Are autopsies the answer? Not likely, since only 40 percent of maternal deaths in the U.S. involve an autopsy to accurately determine the cause of death. In the other 60 percent of cases, those reporting the cause of death, such as medical examiners and funeral directors, sometimes fail to note the decedent had been pregnant. Such underreporting is why the World Health Organization (WHO) and CDC recommended adding a pregnancy checkbox in the first place.
How to Improve Maternal Mortality Measurement in the U.S.
There’s no perfect tool to measure maternal mortality, so the best way forward may be to draw from the strengths of the three separate systems in use in the U.S. NVSS relies most heavily on the pregnancy checkbox, which is supplemented with cause-of-death information examined by trained medical classification experts (nosologists) who convert the codes on death certificates to causes consistent with WHO reporting guidelines. NVSS publishes the official rate for the U.S. in WHO cross-national comparisons and it is by far the timeliest of the three data systems, having already released 2023 results.

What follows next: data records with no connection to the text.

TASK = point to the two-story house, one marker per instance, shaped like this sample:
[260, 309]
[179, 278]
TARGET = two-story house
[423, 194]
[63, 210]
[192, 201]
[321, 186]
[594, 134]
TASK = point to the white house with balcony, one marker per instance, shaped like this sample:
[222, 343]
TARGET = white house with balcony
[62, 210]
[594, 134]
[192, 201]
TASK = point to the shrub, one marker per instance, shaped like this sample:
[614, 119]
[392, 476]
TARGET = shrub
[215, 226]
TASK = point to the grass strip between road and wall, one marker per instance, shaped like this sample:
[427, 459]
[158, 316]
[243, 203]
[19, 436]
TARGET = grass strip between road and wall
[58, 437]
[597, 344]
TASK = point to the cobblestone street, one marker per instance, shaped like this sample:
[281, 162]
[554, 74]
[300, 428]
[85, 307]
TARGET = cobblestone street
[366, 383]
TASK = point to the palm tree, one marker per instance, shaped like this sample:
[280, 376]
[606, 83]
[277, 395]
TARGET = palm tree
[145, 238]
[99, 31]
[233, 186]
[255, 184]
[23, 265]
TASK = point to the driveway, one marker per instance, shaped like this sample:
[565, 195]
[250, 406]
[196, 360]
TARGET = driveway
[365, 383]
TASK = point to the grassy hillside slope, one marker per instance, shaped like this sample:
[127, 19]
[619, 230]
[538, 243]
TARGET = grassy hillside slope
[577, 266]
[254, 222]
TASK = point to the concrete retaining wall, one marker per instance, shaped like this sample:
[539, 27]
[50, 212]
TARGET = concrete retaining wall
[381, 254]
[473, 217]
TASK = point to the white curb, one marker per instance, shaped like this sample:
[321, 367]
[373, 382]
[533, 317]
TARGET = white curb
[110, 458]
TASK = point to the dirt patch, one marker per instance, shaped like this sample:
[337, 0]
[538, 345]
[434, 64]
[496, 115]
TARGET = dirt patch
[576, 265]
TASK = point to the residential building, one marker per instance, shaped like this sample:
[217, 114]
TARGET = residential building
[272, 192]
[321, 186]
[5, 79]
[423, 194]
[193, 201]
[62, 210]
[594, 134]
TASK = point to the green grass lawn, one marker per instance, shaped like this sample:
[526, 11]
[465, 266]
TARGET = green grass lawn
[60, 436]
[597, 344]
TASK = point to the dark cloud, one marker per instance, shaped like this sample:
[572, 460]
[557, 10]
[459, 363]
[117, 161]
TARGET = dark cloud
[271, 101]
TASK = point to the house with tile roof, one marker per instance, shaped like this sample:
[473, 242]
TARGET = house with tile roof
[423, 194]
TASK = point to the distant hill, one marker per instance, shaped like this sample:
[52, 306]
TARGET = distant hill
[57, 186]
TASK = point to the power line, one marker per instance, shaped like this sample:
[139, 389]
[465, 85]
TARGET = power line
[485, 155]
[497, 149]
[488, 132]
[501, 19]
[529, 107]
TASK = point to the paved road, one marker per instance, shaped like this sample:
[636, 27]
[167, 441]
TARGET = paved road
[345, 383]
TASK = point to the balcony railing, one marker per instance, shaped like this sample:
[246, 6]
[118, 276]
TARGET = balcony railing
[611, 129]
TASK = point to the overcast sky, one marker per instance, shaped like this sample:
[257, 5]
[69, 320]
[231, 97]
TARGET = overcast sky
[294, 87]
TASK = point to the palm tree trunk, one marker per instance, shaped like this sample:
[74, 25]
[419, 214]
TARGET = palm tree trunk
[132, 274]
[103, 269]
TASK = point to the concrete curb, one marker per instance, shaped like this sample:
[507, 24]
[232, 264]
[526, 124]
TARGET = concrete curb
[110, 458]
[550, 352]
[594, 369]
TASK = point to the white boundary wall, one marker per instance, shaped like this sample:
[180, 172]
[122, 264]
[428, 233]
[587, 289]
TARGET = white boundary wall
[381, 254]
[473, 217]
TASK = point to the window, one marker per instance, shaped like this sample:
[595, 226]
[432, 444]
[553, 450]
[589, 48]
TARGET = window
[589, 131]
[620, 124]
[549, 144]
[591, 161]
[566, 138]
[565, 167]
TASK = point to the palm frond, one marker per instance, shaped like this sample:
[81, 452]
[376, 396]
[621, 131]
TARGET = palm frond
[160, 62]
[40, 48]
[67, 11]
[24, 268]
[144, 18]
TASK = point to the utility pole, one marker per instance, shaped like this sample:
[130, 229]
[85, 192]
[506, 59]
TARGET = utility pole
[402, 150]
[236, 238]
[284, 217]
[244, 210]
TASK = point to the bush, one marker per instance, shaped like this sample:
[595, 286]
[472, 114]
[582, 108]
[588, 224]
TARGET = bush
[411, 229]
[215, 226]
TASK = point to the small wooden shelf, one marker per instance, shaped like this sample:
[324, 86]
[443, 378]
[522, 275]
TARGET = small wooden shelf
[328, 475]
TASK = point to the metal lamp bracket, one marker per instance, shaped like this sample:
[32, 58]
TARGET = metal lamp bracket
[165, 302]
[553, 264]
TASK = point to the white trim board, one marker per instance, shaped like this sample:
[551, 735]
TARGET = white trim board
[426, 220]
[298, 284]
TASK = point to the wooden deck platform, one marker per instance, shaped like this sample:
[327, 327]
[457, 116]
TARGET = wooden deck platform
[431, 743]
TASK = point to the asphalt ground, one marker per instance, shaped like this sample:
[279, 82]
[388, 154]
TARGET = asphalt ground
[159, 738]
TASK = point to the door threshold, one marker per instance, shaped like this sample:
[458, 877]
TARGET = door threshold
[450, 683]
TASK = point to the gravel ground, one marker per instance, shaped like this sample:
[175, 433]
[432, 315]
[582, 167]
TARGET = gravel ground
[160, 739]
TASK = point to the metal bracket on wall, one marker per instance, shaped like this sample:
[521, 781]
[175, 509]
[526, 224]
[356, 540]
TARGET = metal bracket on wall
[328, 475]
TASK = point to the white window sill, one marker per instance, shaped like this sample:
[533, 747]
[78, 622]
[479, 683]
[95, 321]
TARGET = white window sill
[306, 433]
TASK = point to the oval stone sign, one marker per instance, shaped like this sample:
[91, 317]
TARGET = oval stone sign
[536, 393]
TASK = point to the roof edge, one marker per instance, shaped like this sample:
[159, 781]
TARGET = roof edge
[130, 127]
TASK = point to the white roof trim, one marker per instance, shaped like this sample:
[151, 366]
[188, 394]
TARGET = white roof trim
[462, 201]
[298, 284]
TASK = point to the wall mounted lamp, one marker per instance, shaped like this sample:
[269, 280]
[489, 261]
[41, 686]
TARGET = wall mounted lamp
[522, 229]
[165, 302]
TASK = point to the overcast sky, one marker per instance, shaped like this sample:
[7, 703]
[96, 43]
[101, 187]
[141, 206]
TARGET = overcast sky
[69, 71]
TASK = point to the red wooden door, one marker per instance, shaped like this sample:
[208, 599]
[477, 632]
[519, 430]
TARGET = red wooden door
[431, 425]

The CDC’s Pregnancy Mortality Surveillance System (PMSS) dates back to the late 1980s and solicits birth, NVSS death data, and other records such as obituaries from states. Medical epidemiologists review the greater information available to them and eliminate cases that could not be confirmed, resulting in significantly lower rates of maternal deaths than the official system — 24.3 per 100,000 births in 2021 compared to the NVSS rate of 32.9. Unlike the NVSS, the PMSS also reported no notable increases in the decade prior to the pandemic, but their reports have never garnered much media attention.
The third system, a network of state maternal mortality review committees (MMRCs), holds the most promise for accurately documenting maternal deaths and developing solutions, but they require sufficient time and resources to conduct. Almost every state now has a committee that typically includes physicians, midwives, public health researchers, and medical specialists in areas such as substance use disorder and cardiology. These groups review potential pregnancy-related deaths to determine their cause and relationship (if any) to pregnancy, and whether they were preventable. A 38-state MMRC report found that 84 percent were preventable. They also report much lower state rates than the NVSS (24.5 compared to 39.6 in Louisiana and 30.1 compared to 45.9 in Georgia). MMRCs also recommend statewide clinical and community-level changes to prevent future deaths.
It is important to note, however, that measurement problems don’t account for the U.S.’s poor performance internationally — even the more conservative PMSS and MMRC estimates show the U.S. significantly lagging other high-income countries on maternal deaths, and all U.S. measurement systems report wide racial and ethnic disparities.
Continued investment is critical to understand where we are on maternal health. The timeliness of the NVSS system gives us a valuable first look at maternal mortality in the U.S., while the PMSS, reporting one to two years later, provides a richer and more nuanced review of deaths out to a year postpartum. In creating solutions, states should look at the specific, localized recommendations made by their MMRCs. The goal is community-led initiatives to improve maternal health, and we can draw on all three systems to develop solutions that allow us to act quickly and effectively to prevent maternal deaths.